E se ela falasse assim: “filho, fala pra dona Elza mandar pimenta pra mim!” pensava essa possibilidade no caminho. Mande pimenta pra mim. Tão direto, sem segredo, sem arte nenhuma, parece desrespeito, pedir dona Elza pimenta . È como se tivesse o direito de pegar quantas pimentas quisesse. Não parecia minha vó pedindo emprestado, sem nada de respeito, sem nada de mistério. Assim seria só pra fazer a gente comer, não seria pra alimentar. Porque notinha, deixava agente não só com a barriga cheia, mas com a imaginação cheia. O cheiro e o gosto da pimenta parecia dosado ou incrementado pelo a forma que ela chamava a comida.
Dona Elza mostrava entender muito dessas coisas. Já aconteceu de eu estar na hora da comida, e eu perceber o quanto de gosto que ela coloca nas coisas que fazia. Cantava umas musicas de reis, abria as panelas. dava uma mexedinha, ri também, mas pra dentro. Se não tiver atento nem dava pra saber. Mas sinto inteira fazendo, num amor de mãe alimentando os filhos, e mostrando o quanto de seguro é estar perto dela.
“Só tem uma notinha de sol lá fora”. Foi algo que mudou muito depois daquele dia. Fiquei assustado, sem duvida era uma descoberta. Não estava cozinhando, não mandou ir a casa de Dona Elza e nem se tratava de pimenta, Então notinha era outra coisa. Fiquei certa manhã perdendo muito tempo com essa questão, o que era notinha. Já tinha perguntado pra minha vo, mas ela não soube me explicar, riu da minha preocupação besta. Vi que ela falava muitas coisas que vem com uma intenção, mas de verdade mesmo, ela não sabia explicar, dizer pra gente ou pra ela mesma o que fato queria dizer...
Notinha não estava nas coisas que ela falava, era algo fora da pimenta ou fora do sol ou da dona Elza. “Mande um notinha de pimenta”. Pedacinho talvez. “Notinha de sol”. “Notinha de noite”, não, de noite não, não combina, parece forçado. De noite não! Opa, de noite não pode, porque de noite é dificil ser só um pedacinho. Notinha de risada, parece que já dá. Notinha de fome, esse dá...

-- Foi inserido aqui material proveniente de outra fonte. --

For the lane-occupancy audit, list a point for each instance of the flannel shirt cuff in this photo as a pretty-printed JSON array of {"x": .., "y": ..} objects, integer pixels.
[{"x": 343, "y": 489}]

Depois apareceu outras palavras, com jeito assim, de acarinhar as coisas com os outros, ou pra fazer a coisa ficar bonita, ou mais perto da gente. Se acaso minha avo falasse: “Fala pra dona elza mandar o pacote de pimenta”. Não falaria de amor, não entenderia que dona Elza precisa também ter pimenta. E outra coisa, não deixaria claro que pimenta é importante pra duas do mesmo jeito.
A gente comia com gosto, o prato feito, no chão entre as pernas, de longe sentia o gosto da pimenta, bem longe, era só uma notinha.